La Guerre est-elle naturelle ?


La Guerre est-elle naturelle[1]

I

Il y a encore des gens qui soutiennent aujourd’hui que la guerre est l’expression d’une passion naturelle, tout au moins à la moitié mâle de l’humanité.

Ils peuvent avoir raison en ce qui concerne soit l’homme primitif, soit l’homme des races attardées. Mais pour le citoyen des grands États civilisés d’aujourd’hui, il y a longtemps que cette passion de combat n’existe plus. L’homme, même au sens masculin du terme, est heureux dans la sécurité, il ne désire pas du tout en sortir.

Si, lors d’une déclaration de guerre, la mobilisation était facultative, bien peu d’hommes partiraient ; c’est du reste pour cette raison que les gouvernements ont institué le service militaire obligatoire.

On pourrait me répondre que, au début de la dernière guerre, des milliers d’hommes se sont engagés qui n’y étaient nullement forcés. Il faut considérer les causes.

Au début de la guerre, la situation économique était bouleversée. Les ateliers, les usines, les bureaux avaient fermé leurs portes. Trouver à manger était un problème de solution incertaine. C’est pourquoi nombre d’étrangers s’engageaient « pour la gamelle » selon l’expression plus franche que polie des sous officiers d’alors.

Celui qui ne s’engageait pas à proprement parler « pour la gamelle » partait dans un intérêt quelconque. Des commerçants originaires des pays alliés ou neutres s’engageaient pour qu’on ne saccage pas leur boutique. Aussi pouvait-on lire sur les volets fermés : « Je me suis engagé. Vive la France ».

Pas le moindre esprit combatif dans cet acte. Le plus souvent l’imprimeur, le coiffeur, le teinturier foudres de guerre, déjà un peu atteints par l’âge échouaient comme gardes-voie et coulaient des jours tranquilles.

Depuis l’époque de l’arc et des flèches, l’homme a désappris la guerre.

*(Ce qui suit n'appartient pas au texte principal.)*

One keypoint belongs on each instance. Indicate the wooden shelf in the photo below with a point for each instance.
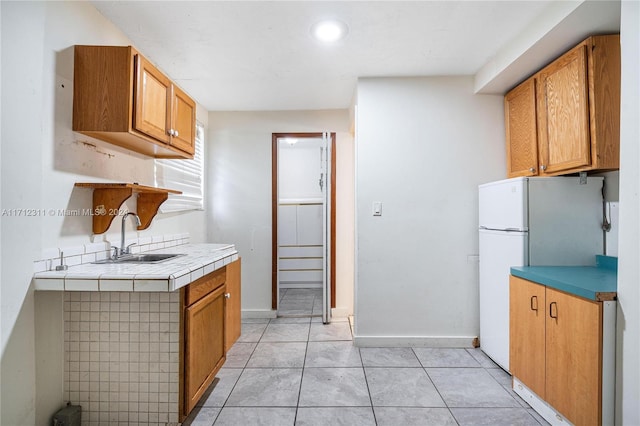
(108, 197)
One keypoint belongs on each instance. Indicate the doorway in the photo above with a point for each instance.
(303, 223)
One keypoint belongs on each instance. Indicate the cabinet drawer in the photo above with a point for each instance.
(203, 286)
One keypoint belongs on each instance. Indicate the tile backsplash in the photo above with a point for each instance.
(92, 252)
(122, 356)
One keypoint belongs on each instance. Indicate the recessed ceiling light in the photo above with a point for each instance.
(329, 31)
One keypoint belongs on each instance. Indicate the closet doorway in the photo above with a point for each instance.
(303, 224)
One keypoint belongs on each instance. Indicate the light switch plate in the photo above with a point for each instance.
(377, 208)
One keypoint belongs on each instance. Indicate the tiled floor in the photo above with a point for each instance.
(297, 302)
(298, 371)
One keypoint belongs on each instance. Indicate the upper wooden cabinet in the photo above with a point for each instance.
(121, 98)
(576, 104)
(521, 133)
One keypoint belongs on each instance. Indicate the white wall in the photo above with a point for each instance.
(423, 146)
(628, 344)
(41, 160)
(240, 202)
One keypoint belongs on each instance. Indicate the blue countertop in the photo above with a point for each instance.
(599, 282)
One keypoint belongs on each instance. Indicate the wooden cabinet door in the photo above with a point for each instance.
(183, 121)
(574, 357)
(152, 101)
(527, 333)
(520, 130)
(204, 351)
(563, 117)
(233, 319)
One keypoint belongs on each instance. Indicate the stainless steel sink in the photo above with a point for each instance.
(142, 258)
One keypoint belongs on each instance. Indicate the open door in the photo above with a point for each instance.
(325, 184)
(326, 196)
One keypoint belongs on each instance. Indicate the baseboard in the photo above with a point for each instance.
(415, 341)
(341, 312)
(259, 313)
(539, 405)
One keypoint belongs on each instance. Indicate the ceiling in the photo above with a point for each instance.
(241, 55)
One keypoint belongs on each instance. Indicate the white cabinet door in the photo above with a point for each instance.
(287, 225)
(309, 220)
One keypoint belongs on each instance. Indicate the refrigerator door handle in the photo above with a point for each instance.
(484, 228)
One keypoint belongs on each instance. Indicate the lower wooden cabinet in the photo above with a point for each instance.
(204, 351)
(211, 315)
(203, 314)
(233, 319)
(557, 351)
(527, 333)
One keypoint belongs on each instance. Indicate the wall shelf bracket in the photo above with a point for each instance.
(109, 197)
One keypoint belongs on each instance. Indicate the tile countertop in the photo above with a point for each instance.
(170, 275)
(597, 282)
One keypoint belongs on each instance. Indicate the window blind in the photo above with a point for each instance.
(185, 176)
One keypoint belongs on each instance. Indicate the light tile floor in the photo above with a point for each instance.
(298, 371)
(300, 301)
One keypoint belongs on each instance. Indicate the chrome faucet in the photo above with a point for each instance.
(125, 250)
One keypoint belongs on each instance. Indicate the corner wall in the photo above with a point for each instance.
(628, 321)
(240, 188)
(41, 160)
(423, 145)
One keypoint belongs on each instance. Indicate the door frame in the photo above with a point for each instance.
(274, 213)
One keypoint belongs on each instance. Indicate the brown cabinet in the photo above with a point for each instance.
(527, 333)
(234, 304)
(556, 348)
(203, 313)
(121, 98)
(576, 104)
(211, 312)
(521, 133)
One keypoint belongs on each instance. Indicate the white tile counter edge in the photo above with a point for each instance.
(199, 260)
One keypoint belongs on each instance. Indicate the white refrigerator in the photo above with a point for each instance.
(531, 221)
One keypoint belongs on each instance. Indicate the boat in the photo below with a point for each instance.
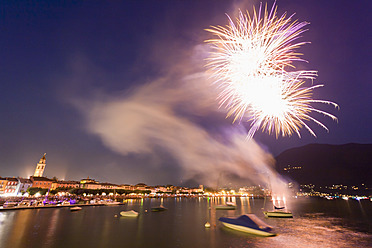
(111, 203)
(10, 204)
(75, 209)
(248, 223)
(225, 207)
(158, 209)
(130, 213)
(278, 214)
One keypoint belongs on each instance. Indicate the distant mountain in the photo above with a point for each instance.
(321, 164)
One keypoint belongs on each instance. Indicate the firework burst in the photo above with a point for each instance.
(252, 62)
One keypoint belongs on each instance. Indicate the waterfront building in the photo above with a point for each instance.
(109, 186)
(11, 186)
(141, 186)
(23, 185)
(65, 184)
(41, 182)
(3, 182)
(87, 180)
(94, 185)
(40, 167)
(126, 187)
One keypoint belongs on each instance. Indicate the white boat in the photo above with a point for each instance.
(111, 203)
(248, 223)
(158, 208)
(75, 208)
(278, 214)
(130, 213)
(225, 207)
(10, 204)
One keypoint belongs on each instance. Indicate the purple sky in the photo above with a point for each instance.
(113, 89)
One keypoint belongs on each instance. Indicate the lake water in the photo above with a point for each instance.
(317, 222)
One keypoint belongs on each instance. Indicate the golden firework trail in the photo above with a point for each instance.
(252, 62)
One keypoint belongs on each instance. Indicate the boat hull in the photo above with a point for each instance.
(225, 207)
(278, 214)
(131, 213)
(248, 230)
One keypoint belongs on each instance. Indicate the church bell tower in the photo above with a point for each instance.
(40, 167)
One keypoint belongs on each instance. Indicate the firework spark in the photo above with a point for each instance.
(252, 61)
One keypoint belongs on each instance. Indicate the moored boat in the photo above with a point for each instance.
(278, 214)
(225, 207)
(248, 223)
(130, 213)
(111, 203)
(158, 209)
(75, 209)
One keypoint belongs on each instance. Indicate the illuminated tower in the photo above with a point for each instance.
(40, 167)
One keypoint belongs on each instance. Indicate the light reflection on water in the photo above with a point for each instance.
(316, 223)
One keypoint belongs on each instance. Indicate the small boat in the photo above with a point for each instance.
(248, 223)
(158, 209)
(75, 209)
(130, 213)
(111, 203)
(278, 214)
(225, 207)
(10, 204)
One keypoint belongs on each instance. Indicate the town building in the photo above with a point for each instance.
(3, 182)
(23, 185)
(41, 182)
(65, 184)
(11, 187)
(40, 167)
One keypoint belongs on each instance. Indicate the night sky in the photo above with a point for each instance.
(117, 90)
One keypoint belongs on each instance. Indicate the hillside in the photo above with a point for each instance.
(322, 164)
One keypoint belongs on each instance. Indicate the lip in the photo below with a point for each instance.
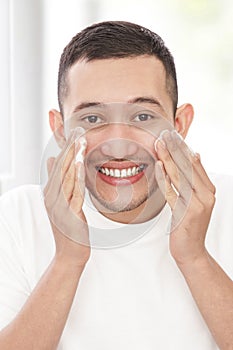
(120, 181)
(119, 165)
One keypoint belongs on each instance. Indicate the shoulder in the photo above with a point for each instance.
(220, 233)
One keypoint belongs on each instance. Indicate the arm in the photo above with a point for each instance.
(212, 290)
(40, 323)
(192, 204)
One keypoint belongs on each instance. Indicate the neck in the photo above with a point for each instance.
(144, 212)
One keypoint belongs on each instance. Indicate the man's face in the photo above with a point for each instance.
(120, 136)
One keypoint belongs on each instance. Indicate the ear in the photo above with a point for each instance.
(57, 127)
(183, 118)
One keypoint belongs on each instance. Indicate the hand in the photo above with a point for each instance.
(63, 196)
(190, 194)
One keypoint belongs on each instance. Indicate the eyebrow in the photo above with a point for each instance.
(145, 99)
(142, 99)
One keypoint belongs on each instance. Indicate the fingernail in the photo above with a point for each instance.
(176, 134)
(80, 172)
(159, 142)
(163, 132)
(80, 154)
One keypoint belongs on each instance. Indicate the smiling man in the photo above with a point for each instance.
(124, 249)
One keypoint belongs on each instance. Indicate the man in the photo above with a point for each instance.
(121, 134)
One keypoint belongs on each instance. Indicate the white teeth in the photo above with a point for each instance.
(129, 172)
(117, 173)
(134, 170)
(122, 172)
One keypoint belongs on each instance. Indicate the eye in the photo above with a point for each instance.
(92, 119)
(143, 117)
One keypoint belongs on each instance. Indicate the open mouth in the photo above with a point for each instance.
(121, 175)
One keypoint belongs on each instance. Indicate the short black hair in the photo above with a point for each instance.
(115, 39)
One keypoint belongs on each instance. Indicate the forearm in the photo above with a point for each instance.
(212, 290)
(41, 321)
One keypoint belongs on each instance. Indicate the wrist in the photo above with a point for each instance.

Durant les siècles de la période monarchique, la guerre était faite par des armées de métier. Le travail était encore peu organisé, à qui n’avait rien, gagner sa vie était difficile. Quand on était jeune et fort, on se faisait soldat pour trouver à subsister.

La guerre alors pouvait être désirée ; c’était une occasion de ripailles.

    Dans le service de l’Autriche
    Le militaire n’est pas riche.

La guerre le payait, comme dit la chanson, on y pouvait piller, se saouler, violer impunément.

Ces hommes pouvaient aimer le combat pour lui-même, surtout ils affirmaient l’aimer, c’était une affaire de gloriole, on se faisait un point d’honneur d’être brave. Des raisons de la guerre qu’ils faisaient, ces hommes ne savaient rien, on les y menait comme un bétail. C’est une chose, au reste, qui a peu changé avec les temps.

Chez les chefs qui appartenaient à la noblesse, l’amour de la guerre était plus personnel. Toutes les histoires de chevalerie, la mystique de l’honneur guerrier se rapportent toujours à des nobles. Ils désirent la guerre pour y briller, pour y conquérir des grades, des honneurs et aussi des profits matériels. C’est avec l’épée qu’ils gagnent leurs châteaux, leurs immenses propriétés, leurs vaisselles d’argent, les vêtements de velours et de soie dont eux et leurs femmes sont couverts.

Un seul métier, les armes, tous les autres sont déshonorants. Apprendre à lire est secondaire, ce qui est primordial, c’est de savoir monter à cheval et se servir d’une épée.

Dès que l’enfant noble tient sur ses jambes, on commence son éducation. Dès le « Petit Duc », nous voyons que le professeur de latin est un vieil imbécile digne de tous les mépris. L’homme estimable et honorable, c’est le professeur d’escrime, celui qui enseigne la guerre.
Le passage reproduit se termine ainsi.